Yıl 2013. Periyodun Türkiye İhracatçılar Meclisi Lideri Mehmet Büyükekşi, ihracatçıların kârlılık için rekabetçi kur istediğini söylüyor ve “İhracatçımız, enflasyona nazaran dengelenmeyen bir kur ile rekabet edemiyor.
TL bazda tüm girdiler enflasyon oranında artarken, kurların ise yatay seyrettiğini görüyoruz. O yüzden döviz kuru sepetinin 2.10 TL düzeyinin üzerine kalmasını ve sonrasında da kademeli olarak 2.20 TL düzeyine yükselmesi gerektiğine inanıyoruz” diyor. Yıl 2018. Tekrar rekabetçi kur söylentileri gündemde.
Reuters’ta yer alan bir yoruma nazaran “Ekonomi idaresinin TL’nin ‘biraz’ kıymet kaybına göz yumarak ihracata nefes vermek, güzelce coşan tüketici kredilerinin de ithalatı artırmasını engellemek istemesi mümkün, ama riskli.” Ve birebir yorum şöyle devam ediyor: “Belki de son günlerde dolar/TL 5.93’e yükselirken kamu bankalarının seyirci kalması yeni bir duruşu yansıtıyor. Yalnız, bu manada kullanıldıysa, rekabetçi kur TL’nin dolara karşı en az yüzde 5 tahminen yüzde 10 kıymet kaybını gerektirir.
Lakin, hükümet dolar/TL’nin 6.00, hatta 6.30’a kadar müdahalesiz yükselmesine müsaade verebilir mi? Bu durumda enflasyon ve dolarizasyon meseleleri ile nasıl başa çıkılır? Biz karşılığı bilmiyoruz, lakin Albayrak’a nazaran, bu yıl iktisatta “ince ayar” yılı, herhalde bir planı vardır” görüşleri yer alıyor.

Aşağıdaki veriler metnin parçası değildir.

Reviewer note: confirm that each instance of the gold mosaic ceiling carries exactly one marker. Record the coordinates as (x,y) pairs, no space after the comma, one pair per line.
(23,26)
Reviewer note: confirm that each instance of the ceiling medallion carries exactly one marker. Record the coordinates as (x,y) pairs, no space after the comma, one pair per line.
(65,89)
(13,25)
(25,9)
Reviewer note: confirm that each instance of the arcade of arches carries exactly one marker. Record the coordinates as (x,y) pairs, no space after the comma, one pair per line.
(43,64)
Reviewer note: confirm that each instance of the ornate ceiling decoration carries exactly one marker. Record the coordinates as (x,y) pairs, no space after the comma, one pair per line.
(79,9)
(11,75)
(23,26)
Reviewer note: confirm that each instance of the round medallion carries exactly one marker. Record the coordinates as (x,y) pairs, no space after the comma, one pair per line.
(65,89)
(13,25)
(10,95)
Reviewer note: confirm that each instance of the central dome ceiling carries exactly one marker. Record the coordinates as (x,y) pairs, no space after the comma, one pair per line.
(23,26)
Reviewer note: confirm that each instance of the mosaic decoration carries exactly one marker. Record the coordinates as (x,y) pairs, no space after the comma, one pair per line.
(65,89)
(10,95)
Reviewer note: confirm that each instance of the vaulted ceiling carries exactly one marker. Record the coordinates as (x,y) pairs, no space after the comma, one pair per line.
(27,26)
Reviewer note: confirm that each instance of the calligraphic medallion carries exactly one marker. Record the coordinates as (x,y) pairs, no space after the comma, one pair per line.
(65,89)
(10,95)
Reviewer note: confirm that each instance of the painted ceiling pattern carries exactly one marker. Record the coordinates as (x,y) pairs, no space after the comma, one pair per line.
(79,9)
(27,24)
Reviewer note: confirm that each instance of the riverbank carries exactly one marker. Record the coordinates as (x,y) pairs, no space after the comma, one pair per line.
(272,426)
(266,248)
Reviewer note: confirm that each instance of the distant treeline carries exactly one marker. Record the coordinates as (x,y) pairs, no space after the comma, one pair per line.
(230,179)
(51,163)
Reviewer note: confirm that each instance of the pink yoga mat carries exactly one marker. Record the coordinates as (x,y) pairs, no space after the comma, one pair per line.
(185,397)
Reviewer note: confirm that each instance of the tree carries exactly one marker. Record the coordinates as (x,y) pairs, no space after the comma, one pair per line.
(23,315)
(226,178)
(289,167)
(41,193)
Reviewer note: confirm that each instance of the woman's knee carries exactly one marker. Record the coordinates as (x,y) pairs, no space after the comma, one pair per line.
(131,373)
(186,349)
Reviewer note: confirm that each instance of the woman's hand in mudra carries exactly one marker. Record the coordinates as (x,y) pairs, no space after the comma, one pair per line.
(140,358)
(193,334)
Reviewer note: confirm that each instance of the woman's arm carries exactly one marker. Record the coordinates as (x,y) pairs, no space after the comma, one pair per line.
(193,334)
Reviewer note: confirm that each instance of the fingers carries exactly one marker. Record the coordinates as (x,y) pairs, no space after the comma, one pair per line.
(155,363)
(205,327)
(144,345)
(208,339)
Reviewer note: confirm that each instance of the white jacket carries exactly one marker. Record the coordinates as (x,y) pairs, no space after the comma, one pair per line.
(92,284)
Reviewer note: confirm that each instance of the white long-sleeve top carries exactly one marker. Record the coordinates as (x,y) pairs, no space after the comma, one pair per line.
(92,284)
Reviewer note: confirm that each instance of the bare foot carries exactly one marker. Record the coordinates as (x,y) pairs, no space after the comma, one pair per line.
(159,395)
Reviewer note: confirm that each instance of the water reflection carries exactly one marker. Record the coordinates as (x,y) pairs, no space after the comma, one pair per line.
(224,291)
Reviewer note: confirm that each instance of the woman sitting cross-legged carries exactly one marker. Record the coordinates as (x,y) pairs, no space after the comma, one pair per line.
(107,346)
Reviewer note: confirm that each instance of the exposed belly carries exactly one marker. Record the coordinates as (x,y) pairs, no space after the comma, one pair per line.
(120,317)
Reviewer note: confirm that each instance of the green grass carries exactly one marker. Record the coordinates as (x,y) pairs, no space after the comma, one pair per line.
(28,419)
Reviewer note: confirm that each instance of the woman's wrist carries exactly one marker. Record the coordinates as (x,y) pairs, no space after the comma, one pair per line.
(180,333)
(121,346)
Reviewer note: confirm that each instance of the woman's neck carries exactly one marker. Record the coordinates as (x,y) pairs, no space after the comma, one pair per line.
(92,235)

Bugün ise dolar 7.30 düzeylerinde gidip geliyor. Bakan Albayrak ise kurun ihracat için rekabetçi olacağını söylüyor tekrar. Bu durumda şu soru ortaya çıkıyor. Bu düzey rekabetçiyse 100 milyar dolara yakın döviz neden heba edildi?
Jale Özgentürk/Cumhuriyet
Türkiye'nin en güncel forumlardan olan forumdas.com.tr'de forumda aktif ve katkısı olabilecek kişilerden gönüllü katkıda sağlayabilecek kişiler aranmaktadır.